Herein, we report two cases of sporadic papillary hemangioma. The first case was a 66-year-old female with a lesion on the right posterior parietal scalp. A biopsy of the lesion showed lobulated vascular proliferation in the dermis and subcutaneous tissue, composed of a papillary arrangement of vascular spaces that were lined by plump endothelial cells with numerous densely eosinophilic globules.

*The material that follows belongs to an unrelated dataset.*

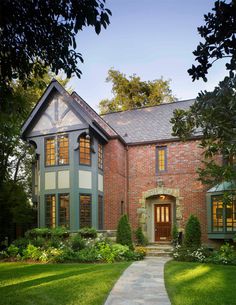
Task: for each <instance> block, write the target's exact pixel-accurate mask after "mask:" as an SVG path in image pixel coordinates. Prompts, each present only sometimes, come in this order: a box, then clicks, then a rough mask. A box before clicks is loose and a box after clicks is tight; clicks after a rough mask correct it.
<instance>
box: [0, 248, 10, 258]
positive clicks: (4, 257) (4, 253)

The second case was from a 72-year-old male, who presented with a long-standing nodule on his left cheek that demonstrated increased vessels in a lobular and papillary configuration with endothelial cells containing similar eosinophilic, hyaline globules. Papillary hemangioma is a rare benign cutaneous vascular tumor predominantly seen in the head & neck region, that clinically presents as a solitary erythematous or bluish papulonodule. On histopathology, the lesions show a papillary architecture with blood vessels that contain eosinophilic globules (presumed to occur due to lysosomal degradation) within endothelial cells. These eosinophilic globules are similar to those seen in glomeruloid hemangioma, a vascular lesion that occurs in Polyneuropathy, Organomegaly, Endocrinopathy, M-protein spike, and Skin changes (POEMS) syndrome, often associated with Castleman disease. The two cases presented here did not have any syndromic association. This study highlights two cases of a rare variant of cutaneous hemangioma that shows features overlapping with glomeruloid hemangioma.